Movement control and pain or difficulty with the senses: Strokes can cause a range of muscle or nerve impairments, from muscle weakness to paralysis, and exercises with physical and occupational therapists can help strengthen and stretch muscles.

Language, memory and thinking: Those who have suffered a stroke have difficulty forming coherent sentences and need help learning to communicate effectively. They also can have challenges with memory and other thinking processes. Speech and language therapists can help stroke victims learn to communicate again and improve their memory.
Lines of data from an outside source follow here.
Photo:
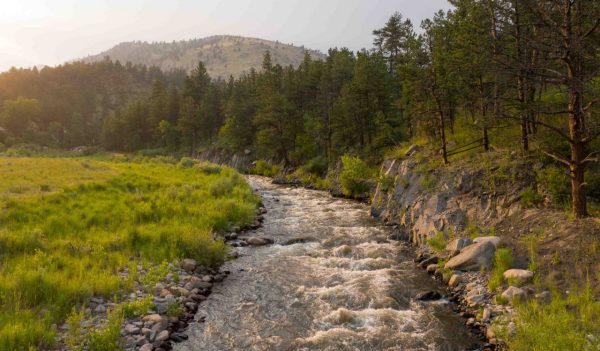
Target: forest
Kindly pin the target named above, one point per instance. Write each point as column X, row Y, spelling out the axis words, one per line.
column 518, row 75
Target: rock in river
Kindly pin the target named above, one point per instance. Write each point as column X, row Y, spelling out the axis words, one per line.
column 473, row 257
column 428, row 296
column 258, row 241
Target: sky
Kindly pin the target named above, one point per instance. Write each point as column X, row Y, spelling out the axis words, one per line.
column 50, row 32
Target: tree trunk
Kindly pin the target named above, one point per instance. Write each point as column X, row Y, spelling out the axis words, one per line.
column 486, row 140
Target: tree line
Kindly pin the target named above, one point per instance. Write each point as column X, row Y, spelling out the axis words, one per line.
column 521, row 74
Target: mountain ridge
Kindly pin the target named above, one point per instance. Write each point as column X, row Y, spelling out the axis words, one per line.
column 223, row 55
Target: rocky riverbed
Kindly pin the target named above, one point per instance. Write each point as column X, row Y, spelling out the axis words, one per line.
column 321, row 274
Emotional health: Stroke can often have a noticeable effect on behavior or judgment. Stroke sufferers can experience anxiety, fear or depression, and frustration stemming from a slow and challenging recovery. Open communication with the health care team about emotional health problems is essential to any recovery plan. Help can come from professional sources such as doctors and counselors, as well as family, friends and patient support groups.

Preventing a stroke

As is the case with many diseases, prevention is the best way to defend against stroke. While many risk factors for stroke are beyond a person’s control, such as age, gender, race or ethnicity, and family history, there are areas in which you can lower your risk. The American Stroke Association suggests that you:

  • Avoid smoking and secondhand smoke.
  • Keep physically active.
  • Watch what you eat. Avoid foods high in cholesterol, saturated fat, trans fat, sodium and added sugars.
  • Take your medicine as directed. Managing diabetes and high blood pressure is essential.
  • Work toward and maintain a healthy weight.
  • Take steps to reduce your stress level.
  • See your doctor for regular checkups and for information about risk factors and prevention efforts.

Dr. Mark Howerter is the Emergency Room Physician Director at Columbus Community Hospital.